Antes de llegar la noche, en dos oportunidades trató de comunicarse con el suspirante y satisfecho Am, diciéndole: “Mientras estuviste en poder de mis antepasados, nunca pronunciaste palabra alguna, tampoco yo te había oído hablar ¿por qué ahora?, sé buenito y contéstame”. Y, el diminuto ser alado, en las dos ocasiones esquivó la mirada con un mohín de impaciencia; ante esta nueva fase de Am, Dagoberto resolvió no insistir en nuevos intentos de comunicarse con él.
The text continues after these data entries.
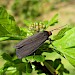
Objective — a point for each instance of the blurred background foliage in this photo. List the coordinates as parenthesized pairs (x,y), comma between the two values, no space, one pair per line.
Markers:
(27,12)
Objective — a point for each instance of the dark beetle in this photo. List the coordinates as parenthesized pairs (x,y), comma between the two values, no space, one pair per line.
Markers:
(31,44)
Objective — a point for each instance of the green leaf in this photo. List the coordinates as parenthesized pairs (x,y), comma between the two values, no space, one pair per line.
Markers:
(61,33)
(7,24)
(66,45)
(7,57)
(52,21)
Pasaron once días, y por las mañanas, a eso de las diez, puntualmente hacía su ingreso la bella mariposita y revoloteaba por el emporio hasta posarse junto a su amado, el que a su vez, sólo tenía ojos para ella; tras coquetear por más de una hora, la mariposita salía volando en dirección al sol; como resultado de estas visitas, Zahir notó en la mirada de su dragoncito los estragos de un amor imposible; el fuego entregado por Am a los clientes ya no era el suficiente, y ellos , también se empezaron a preocupar. La desgraciada mañana del décimo tercer día, Dagoberto, temprano como siempre, se dirigió al emporio para atender a su numerosa clientela; no le faltaban más de cien metros, cuando vio su edificio en el suelo y a un montón de curiosos contemplando el aterrador espectáculo, su milenaria alma se encogió de dolor, la sangre bulló raspándole las venas y las rodillas se le aflojaron. “¡Qué la tierra me trague!”, se le oyó gritar en la fría mañana. “¿Dónde estás, Am? ¡Amm!”, respóndeme.
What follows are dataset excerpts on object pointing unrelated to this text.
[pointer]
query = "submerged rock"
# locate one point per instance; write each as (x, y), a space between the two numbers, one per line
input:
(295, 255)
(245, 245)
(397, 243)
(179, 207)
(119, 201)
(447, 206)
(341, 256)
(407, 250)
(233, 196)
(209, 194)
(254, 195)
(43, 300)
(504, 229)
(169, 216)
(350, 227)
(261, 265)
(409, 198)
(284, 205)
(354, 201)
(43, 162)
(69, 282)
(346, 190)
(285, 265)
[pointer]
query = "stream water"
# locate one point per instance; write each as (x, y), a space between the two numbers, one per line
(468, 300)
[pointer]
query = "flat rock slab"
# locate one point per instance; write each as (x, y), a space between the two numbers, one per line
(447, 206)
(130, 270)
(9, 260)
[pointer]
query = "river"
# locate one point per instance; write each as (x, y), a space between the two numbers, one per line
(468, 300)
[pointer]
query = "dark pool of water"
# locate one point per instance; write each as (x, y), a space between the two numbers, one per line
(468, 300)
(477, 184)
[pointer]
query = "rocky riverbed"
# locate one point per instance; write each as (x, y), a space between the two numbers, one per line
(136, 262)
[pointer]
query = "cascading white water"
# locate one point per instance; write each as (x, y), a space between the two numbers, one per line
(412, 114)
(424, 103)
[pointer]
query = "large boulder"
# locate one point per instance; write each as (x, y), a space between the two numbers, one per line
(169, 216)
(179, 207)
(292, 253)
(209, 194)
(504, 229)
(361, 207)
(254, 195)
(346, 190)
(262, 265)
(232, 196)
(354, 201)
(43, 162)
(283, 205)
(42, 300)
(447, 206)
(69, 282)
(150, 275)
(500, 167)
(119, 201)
Fuera de sí, trepó temerariamente sobre los escombros, afanoso buscó entre los maderos, con desesperación empujó cuanto estante, mesón o estantería se puso en su trayecto. Luego de mucho escarbar encontró la caja de chocolates don dormía su regalón: estaba intacta y sin huellas del dragoncito. Con la desazón reflejada en el rostro y la cajita apretada contra su pecho salió a la vereda, donde varias personas comentaban lo acontecido, la señora que vivía al frente, con voz entrecortada, le dijo: “Como a las cuatro de la madrugada me despertó un ruido infernal; toda tembleque, miré por la ventana de mi dormitorio y, ay Señor Mío, ante mis ojos , un inmenso dragón de color café alzaba el vuelo hasta la misma inmensidad del cielo, con la boca abierta me quedé mirándolo hasta que se perdió de vista; comencé a rezar un Padre Nuestro cuando, miré de nuevo otro ruido del demonio me quitó la respiración. Miré de nuevo hacia el emporio...¿y adivine qué vi”. Jubilosa porque nadie más podía saber lo que ella vio en solitaria, por breves instantes gozó con su pequeño secreto, luego, al no recibir respuesta alguna, prosiguió: “Una gigantesca mariposa de color azul y blanco elevándose en majestuoso vuelo a la siga del dragón”. Al finalizar la vecina con su relato, Dagoberto comprendió al instante su significado: esta era la última mutación y la nueva vida de su incomparable amigo Am, ahora éste, en unión con la mariposita, procrearían a la próxima y milenaria mascota que acompañaría a los hijos que le diera Kali; y así se perpetuaría por siglos, el tesoro de la estirpe Zahir.

 

 

* Artesano, actor y escritor. En 1989 y 1990 edita la revista "Raima". En 1990 presenta su libro de cuentos "Cuentos y Otras Hierbas" y "Pequicuentos", en coautoría con Iris Fernández Ángel. En 1991 lanza "Siete Voces de Arica", en coautoría con Iris Fernández Ángel; "Ideas Sobre el Cuento" y "Caja de Cuentos".En l992 publica "El Buscador", y dirige la publicación de la antología "Hacia Un Norte". En 1993 junto a su Exposición de Narrativa Ilustrada, entrega el libro "Kuentomancias y Mentíforas". En 1999 Norton Ediciones, con ocho mil ejemplares de tiraje, publica el libro "Cuentos chilenos para Niños", donde incluye un cuento suyo.